Mixed intentions mute Fruitvale’s power
FILM | Chuck Koplinski
Fueled by a sense of anger and with the resolve to activate, Ryan Coogler’s Fruitvale Station is an accomplished debut feature that, despite its good intentions, left this viewer with an uneasy feeling. Depicting the last day in the life of Oscar Grant, a young African-American who was senselessly killed by a transit officer in Oakland on New Year’s Day 2009, the film does a fine job of slowly building toward the tragedy. We get to know the victim through a series of everyday moments that cast him as an eager son, untrustworthy boyfriend, devoted father and struggling young man. This strategy is a good one. Coogler sets out to give us a multifaceted character that, despite his flaws, is good at heart. While this may have been the director’s conscious intention, he skews our view of Grant toward the positive in a manipulative manner that left me feeling that I was meeting the filmmaker’s ideal version of his subject rather than an accurate one.
As Grant, Michael B. Jordan (Chronicle, TV’s Friday Night Lights) is captivating from the start. He fully inhabits this troubled young man who is held back by his own shortcomings. His girlfriend Sophina (Melonie Diaz) harangues him about being unfaithful and not being financially able to help raise their daughter, while his mother Wanda (Octavia Spencer) struggles to be optimistic about her son’s future what with his troubled past, which included a short stint in jail. Having recently been fired from his job, Grant is struggling to right his own ship, eager to turn over a new leaf but unsure how.

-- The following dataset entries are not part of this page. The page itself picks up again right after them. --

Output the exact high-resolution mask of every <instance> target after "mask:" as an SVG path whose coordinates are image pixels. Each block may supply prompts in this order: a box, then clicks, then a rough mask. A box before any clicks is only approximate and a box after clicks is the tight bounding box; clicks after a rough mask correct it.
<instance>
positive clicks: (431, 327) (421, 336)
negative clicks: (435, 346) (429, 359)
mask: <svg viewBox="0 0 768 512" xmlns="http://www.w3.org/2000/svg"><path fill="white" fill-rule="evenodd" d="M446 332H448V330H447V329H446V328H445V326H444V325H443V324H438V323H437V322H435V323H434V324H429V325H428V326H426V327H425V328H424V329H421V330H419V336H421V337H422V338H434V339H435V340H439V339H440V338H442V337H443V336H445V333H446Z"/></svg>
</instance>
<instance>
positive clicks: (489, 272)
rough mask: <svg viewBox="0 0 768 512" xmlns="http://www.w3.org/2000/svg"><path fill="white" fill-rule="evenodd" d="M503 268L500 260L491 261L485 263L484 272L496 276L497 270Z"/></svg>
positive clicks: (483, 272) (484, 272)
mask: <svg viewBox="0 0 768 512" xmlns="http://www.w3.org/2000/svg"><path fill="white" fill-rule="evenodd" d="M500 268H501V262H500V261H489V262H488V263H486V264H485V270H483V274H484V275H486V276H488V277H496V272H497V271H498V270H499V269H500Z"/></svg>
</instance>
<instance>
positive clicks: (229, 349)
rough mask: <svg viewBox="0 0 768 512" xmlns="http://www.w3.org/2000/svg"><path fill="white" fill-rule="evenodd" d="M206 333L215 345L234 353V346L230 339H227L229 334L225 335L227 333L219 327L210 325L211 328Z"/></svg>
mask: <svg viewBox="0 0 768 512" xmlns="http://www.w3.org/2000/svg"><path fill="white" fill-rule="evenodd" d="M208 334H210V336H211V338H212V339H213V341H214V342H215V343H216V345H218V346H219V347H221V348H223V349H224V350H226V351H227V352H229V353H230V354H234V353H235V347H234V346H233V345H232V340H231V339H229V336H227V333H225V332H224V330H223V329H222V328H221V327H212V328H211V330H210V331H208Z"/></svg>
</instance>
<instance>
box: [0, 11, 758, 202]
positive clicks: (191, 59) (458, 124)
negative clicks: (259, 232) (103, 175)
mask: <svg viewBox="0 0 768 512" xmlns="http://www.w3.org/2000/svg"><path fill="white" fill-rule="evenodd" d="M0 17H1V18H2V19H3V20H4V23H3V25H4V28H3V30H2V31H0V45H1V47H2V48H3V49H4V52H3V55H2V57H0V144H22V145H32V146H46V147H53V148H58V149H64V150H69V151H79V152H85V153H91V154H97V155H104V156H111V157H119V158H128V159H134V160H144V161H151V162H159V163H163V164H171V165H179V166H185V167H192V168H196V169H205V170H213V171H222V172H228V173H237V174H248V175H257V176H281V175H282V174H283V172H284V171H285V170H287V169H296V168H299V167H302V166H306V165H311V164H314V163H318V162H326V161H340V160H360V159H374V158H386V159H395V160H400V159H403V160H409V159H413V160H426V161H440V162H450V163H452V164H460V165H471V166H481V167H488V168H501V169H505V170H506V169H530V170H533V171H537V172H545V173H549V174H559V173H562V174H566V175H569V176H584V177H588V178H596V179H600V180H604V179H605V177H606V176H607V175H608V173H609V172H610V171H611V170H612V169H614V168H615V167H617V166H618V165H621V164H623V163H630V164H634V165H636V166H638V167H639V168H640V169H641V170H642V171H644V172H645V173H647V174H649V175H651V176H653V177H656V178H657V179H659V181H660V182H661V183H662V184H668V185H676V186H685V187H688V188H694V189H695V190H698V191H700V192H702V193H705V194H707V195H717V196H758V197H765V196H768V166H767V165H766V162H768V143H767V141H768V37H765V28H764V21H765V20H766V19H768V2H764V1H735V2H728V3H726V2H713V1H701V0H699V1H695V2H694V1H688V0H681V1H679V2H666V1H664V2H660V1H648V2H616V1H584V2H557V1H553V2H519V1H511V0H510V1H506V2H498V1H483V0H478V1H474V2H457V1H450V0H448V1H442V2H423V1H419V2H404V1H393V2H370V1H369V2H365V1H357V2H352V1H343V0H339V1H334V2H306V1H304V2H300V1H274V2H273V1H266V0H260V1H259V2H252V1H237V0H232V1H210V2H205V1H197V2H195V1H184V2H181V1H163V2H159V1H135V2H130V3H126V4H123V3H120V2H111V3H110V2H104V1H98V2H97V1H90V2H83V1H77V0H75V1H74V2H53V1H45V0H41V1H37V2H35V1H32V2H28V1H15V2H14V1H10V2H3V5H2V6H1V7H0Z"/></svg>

Over the course of the day and night the film covers, we see Grant at turns being helpful and self-serving. When his efforts to pick up a young woman are rebuffed he attempts to save face by offering her advice regarding a meal she wants to prepare for her boyfriend; he lies to his mother and Sophina on numerous occasions; he dumps a huge stash of marijuana before he can sell it as a first step toward going straight; he goes out of his way to blame others for his troubles. The effort to provide a warts-and-all vision of Grant is an admirable one but with the inclusion of an incident that never happened (we see the young man comfort a dog who has been hit by a car) and the implication that his intentions to redeem himself are sincere, after seeing evidence to the contrary, this approach ultimately does the film and the man a disservice.
Without question, the movie’s third act is a gripping one and Coogler does a great job ratcheting up the tension as the inevitable tragedy approaches. The confusion that occurs on the Bay Area Rapid Transit platform of the title is palpable and rendered with such a powerful degree of realism that we get the sense that we’re eavesdropping on events we want desperately to stop but can’t. His portrayal of the police officers involved in the incident is an evenhanded one. He presents them as confused, overwhelmed and impulsive; the shooting occurs far too quickly. The officer charged and convicted of the crime (he only spent 11 months in jail) claimed that he intended to grab his Taser to subdue Grant, but pulled his gun instead. The fact that Coogler leaves out the detail that one of the victim’s friends heard the cop say, “I’m going to tase him,” is conspicuous in its absence. And yet, while Fruitvale may fudge a bit where facts and circumstances are concerned, there’s no denying that it’s a timely document that admirably keeps vital societal issues that must be addressed in the spotlight.